I feel like I'm not myself lately. I feel like I wake up in someone else's body and go through their daily motions. I think about a lot and continued to be inspired by so many things, yet at the same time I'm not taking any action. I'm just going through the same motions of school and work. I'm keeping pretty busy with that, and I'm also in the process of applying to colleges. I'm terrified, to say the least. I'm scared that all of my worries of not being good enough will come true when the schools I actually want to go to reject me. I feel like once I'm in an environment that's stimulating, I'll finally have motivation to do things that make a difference. I want to find myself.
This week has been really off. I haven't done well on any of the exams I've taken today or yesterday and I still have two I need to study for that are tomorrow. I need to get out of this house, it's so distracting sometimes. I'm still on the quest to find some friends around here. I'm pretty lonely. I miss being able to call Ryan and tell him I'll be outside in 10 minutes or call people up just to go to coffee. Or to even be content just talking with someone instead of having to go out and do something to have company. I want to be able to hang out looking like shit and not cute at all because it doesn't matter since the person I'm with has seen me at my best and my worst. I also wish Corey lived closer. That would make things a lot easier, too. It doesn't help when the only other unrelated human being you have contact with lives 45-45 minutes away. Or fuck, I just wish that I even had a hobby or something.
I started volunteering at Silverado Hospice Center in Simi Valley. It's cool, I like spending my time doing something easy and productive while helping people out. I also think I'm going to start volunteering at the Simi Valley Samaritan Center. Its basically a homeless shelter that people can go to on a daily basis. I don't need hours for anything, it's just a good way to spend time I'd just be vegging out in front of the TV. I really like to help people I guess. It's one of the only things I really like about myself.
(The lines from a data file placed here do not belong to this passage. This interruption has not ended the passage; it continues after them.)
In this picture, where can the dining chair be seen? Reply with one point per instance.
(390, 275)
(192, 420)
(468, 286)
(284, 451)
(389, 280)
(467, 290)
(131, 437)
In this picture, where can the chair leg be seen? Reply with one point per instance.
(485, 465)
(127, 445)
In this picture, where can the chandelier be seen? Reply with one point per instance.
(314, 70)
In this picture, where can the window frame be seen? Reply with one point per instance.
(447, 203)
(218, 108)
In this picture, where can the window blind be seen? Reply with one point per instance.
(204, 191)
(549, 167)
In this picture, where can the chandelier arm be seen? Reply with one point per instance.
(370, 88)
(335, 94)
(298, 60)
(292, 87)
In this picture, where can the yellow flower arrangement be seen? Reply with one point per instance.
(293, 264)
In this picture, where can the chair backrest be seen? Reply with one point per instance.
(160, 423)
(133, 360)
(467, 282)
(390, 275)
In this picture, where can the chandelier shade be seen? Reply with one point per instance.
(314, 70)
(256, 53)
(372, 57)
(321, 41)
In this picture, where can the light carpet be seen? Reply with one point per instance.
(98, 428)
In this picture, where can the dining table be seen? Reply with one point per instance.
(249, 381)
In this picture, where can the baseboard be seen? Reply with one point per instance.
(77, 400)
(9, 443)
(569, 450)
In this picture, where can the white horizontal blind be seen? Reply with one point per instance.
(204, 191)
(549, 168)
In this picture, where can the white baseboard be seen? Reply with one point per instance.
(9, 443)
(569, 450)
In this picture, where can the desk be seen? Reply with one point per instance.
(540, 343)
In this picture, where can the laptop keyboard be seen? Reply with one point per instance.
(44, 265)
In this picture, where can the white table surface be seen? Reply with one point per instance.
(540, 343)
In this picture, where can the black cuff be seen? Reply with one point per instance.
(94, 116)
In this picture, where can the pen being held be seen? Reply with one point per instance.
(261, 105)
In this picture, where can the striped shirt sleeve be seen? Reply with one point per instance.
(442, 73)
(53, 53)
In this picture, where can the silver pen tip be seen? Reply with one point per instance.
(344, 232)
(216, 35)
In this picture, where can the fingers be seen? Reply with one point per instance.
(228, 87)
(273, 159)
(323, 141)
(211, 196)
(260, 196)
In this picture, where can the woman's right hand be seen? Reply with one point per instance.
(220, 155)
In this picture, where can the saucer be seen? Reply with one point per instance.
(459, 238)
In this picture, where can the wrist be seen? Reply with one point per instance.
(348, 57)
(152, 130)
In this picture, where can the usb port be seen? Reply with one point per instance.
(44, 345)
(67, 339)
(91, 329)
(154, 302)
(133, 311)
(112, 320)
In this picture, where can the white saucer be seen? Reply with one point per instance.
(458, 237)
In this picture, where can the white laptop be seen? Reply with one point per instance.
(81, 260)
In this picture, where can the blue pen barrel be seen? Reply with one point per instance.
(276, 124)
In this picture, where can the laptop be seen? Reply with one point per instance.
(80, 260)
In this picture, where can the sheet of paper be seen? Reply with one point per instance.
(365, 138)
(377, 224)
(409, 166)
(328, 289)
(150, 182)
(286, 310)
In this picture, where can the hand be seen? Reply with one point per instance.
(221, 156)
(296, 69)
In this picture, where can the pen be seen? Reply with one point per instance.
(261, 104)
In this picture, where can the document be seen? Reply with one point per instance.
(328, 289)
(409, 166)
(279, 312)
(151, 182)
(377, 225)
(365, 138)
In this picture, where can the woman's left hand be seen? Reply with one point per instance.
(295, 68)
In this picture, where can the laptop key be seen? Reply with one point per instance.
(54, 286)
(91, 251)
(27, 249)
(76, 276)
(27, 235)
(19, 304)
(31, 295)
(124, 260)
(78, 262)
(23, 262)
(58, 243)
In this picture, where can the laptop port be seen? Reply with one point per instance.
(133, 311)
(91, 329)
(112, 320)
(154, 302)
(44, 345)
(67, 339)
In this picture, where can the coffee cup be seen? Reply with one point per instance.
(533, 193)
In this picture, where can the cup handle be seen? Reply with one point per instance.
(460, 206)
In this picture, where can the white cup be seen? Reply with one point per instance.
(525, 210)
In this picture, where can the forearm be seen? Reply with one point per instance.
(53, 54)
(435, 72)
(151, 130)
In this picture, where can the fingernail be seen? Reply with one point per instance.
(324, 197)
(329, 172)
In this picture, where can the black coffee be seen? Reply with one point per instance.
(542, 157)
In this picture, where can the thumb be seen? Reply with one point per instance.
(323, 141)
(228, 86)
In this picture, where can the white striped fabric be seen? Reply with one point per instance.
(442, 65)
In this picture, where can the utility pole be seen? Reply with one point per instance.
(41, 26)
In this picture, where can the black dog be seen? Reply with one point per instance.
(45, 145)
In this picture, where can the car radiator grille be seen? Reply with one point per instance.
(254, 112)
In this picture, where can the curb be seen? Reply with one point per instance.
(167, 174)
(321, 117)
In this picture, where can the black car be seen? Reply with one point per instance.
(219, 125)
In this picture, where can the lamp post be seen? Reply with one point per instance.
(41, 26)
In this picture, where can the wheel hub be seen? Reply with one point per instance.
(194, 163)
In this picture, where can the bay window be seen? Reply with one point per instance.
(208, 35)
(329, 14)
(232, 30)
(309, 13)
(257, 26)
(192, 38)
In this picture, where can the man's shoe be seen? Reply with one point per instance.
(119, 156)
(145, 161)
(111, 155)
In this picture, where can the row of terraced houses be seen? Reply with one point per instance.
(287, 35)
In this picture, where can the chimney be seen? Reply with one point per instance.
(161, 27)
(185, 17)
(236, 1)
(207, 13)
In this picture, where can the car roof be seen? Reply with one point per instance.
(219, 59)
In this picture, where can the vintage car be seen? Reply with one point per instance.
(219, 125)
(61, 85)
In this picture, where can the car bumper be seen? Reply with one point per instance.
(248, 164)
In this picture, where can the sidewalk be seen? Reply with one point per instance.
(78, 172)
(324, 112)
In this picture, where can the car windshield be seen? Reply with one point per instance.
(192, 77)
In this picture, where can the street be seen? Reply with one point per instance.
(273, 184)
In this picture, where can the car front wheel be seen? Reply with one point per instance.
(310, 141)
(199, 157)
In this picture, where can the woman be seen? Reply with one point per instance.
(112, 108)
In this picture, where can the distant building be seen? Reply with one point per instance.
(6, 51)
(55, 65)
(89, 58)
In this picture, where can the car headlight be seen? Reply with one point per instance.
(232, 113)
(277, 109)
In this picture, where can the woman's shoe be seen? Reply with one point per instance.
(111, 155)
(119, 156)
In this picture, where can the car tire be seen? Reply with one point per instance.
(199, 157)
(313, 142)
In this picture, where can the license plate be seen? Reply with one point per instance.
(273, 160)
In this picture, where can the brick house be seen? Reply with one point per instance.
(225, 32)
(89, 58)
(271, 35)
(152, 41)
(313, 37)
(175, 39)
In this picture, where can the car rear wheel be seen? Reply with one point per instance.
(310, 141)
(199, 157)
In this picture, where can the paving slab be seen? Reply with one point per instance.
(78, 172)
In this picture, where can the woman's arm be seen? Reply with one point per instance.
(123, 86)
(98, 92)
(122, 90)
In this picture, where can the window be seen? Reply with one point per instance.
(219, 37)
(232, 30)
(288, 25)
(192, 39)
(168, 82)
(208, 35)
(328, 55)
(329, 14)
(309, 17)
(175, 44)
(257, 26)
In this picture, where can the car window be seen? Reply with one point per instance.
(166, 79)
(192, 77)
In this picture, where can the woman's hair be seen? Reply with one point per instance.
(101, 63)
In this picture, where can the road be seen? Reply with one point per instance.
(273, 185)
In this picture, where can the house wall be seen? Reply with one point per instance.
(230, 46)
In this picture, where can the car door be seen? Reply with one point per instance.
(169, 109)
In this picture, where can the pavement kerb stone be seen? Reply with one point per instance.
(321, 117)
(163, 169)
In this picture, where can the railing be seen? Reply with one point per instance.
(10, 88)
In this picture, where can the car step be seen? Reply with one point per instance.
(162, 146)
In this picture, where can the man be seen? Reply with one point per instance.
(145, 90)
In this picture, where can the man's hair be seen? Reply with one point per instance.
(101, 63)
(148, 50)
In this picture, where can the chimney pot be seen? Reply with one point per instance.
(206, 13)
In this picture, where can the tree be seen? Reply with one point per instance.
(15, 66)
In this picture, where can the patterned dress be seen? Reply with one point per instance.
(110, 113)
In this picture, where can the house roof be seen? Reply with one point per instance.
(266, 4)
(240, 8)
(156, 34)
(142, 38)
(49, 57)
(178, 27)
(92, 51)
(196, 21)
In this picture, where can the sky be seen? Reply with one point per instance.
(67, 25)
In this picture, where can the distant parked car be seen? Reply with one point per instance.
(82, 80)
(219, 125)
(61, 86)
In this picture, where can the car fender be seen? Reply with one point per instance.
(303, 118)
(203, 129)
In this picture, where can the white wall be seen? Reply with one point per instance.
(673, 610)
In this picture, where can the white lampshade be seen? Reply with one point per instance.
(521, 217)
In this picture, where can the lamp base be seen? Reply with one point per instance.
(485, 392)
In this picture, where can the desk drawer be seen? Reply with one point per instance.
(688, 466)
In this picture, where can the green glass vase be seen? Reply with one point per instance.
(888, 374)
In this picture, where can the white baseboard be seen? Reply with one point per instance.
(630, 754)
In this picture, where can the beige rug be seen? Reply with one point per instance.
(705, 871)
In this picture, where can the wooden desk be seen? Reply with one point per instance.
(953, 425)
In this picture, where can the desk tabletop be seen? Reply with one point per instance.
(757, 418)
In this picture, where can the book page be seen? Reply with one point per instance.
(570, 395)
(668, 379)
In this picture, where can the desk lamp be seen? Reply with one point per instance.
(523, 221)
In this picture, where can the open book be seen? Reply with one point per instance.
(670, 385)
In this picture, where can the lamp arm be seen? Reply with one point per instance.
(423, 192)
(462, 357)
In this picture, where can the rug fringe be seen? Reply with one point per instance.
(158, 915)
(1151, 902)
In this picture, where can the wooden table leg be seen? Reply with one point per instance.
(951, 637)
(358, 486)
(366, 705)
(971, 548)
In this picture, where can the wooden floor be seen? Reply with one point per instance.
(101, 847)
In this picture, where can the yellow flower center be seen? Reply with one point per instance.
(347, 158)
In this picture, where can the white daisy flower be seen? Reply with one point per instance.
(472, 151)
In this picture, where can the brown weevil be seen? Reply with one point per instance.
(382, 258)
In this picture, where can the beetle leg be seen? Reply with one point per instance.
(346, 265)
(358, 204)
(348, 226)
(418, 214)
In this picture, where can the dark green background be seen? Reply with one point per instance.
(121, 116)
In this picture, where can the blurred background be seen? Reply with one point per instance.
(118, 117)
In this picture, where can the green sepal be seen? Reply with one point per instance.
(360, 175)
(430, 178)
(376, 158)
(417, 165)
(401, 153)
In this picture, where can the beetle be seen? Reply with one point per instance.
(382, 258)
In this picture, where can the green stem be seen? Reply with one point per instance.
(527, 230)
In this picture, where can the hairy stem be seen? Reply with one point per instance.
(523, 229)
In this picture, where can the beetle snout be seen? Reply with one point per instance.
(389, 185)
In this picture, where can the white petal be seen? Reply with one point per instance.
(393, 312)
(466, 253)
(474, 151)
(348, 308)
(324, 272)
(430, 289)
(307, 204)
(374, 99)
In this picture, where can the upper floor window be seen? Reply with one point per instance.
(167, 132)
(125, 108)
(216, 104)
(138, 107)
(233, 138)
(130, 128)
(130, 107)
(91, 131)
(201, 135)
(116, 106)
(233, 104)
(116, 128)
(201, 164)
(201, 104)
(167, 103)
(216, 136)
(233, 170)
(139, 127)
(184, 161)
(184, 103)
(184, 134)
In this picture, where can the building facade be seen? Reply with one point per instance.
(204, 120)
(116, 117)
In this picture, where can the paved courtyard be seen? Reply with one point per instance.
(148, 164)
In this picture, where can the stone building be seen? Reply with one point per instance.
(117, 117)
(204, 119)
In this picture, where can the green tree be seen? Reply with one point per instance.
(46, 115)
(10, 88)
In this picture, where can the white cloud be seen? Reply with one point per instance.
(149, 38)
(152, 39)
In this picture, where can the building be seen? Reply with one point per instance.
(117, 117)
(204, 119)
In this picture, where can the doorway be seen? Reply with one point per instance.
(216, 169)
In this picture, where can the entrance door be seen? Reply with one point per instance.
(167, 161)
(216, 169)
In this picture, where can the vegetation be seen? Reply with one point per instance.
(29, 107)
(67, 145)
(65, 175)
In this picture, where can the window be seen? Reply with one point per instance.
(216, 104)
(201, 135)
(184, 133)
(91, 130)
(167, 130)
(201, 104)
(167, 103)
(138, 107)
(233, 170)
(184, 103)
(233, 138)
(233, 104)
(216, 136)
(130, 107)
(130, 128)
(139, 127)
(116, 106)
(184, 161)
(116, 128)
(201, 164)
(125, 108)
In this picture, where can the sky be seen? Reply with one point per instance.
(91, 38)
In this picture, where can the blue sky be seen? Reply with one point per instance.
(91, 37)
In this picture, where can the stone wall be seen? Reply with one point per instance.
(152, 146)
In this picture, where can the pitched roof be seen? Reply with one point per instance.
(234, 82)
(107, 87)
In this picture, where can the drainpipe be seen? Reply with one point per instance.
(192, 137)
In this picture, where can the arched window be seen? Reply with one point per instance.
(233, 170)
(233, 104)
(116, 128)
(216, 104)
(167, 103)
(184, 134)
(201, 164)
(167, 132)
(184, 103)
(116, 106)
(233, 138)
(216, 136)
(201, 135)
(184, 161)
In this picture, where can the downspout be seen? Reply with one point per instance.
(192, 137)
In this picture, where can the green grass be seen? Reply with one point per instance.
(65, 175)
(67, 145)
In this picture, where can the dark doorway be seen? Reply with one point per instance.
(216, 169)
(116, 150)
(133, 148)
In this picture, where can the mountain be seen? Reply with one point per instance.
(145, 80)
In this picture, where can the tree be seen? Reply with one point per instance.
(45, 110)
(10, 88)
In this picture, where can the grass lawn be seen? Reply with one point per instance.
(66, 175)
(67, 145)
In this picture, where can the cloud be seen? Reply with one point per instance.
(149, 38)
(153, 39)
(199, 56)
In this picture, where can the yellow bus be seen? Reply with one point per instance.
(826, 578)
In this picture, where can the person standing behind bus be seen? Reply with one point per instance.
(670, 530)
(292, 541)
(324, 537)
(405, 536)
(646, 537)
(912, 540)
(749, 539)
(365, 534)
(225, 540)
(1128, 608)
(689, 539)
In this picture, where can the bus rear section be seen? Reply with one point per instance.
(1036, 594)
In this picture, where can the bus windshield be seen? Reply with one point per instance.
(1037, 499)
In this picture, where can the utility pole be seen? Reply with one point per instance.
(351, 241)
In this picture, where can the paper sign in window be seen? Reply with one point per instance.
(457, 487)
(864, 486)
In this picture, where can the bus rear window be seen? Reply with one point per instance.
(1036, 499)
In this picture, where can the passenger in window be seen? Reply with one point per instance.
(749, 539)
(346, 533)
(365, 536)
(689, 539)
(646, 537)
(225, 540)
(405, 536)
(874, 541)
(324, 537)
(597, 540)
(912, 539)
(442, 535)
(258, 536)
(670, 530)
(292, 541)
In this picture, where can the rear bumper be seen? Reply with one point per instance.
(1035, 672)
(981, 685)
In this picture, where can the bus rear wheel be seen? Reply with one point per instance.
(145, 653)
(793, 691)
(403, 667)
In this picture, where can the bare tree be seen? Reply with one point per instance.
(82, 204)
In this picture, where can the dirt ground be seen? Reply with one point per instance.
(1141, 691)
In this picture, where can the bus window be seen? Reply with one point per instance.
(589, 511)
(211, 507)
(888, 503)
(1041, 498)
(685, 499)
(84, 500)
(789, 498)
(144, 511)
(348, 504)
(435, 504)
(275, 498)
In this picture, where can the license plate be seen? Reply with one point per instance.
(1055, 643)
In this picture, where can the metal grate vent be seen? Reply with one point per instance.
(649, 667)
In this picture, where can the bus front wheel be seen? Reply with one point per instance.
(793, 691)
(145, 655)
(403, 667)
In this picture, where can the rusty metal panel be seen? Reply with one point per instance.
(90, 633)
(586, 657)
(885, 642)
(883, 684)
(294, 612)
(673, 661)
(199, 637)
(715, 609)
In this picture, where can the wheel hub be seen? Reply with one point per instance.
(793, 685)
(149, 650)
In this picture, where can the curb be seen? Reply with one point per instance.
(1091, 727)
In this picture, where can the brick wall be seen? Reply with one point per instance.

I also got a new MacBook Pro! My parents are so generous, I can't even believe it. I feel so bad they spent this money on me, but at the same time it was a hard deal to pass up. I will hopefully slowly repay them because I guess it just doesn't sit well with me. It's a huge jump going from a 12" computer to a 15" computer. I ordered a Pinder bag to carry it around in and I think I'm going to use a neoprene sleeve on top of that. I like this bag because it has a separate compartment for the laptop than for everything else, not just a built-in sleeve for the notebook.


I wasn't too crazy about the red & brown together, but I was more concerned with what it looked like from just the outside. Hopefully I'll like it when I see it in person. I read basically every review I could find about it online and they all gave it really high ratings. I hate ordering things online.
Well I guess I'm going to head to It's a Grind now and do some studying since I obviously can't concentrate on anything at home. I never get anything done here. Oh well. I hope everyone it doing well.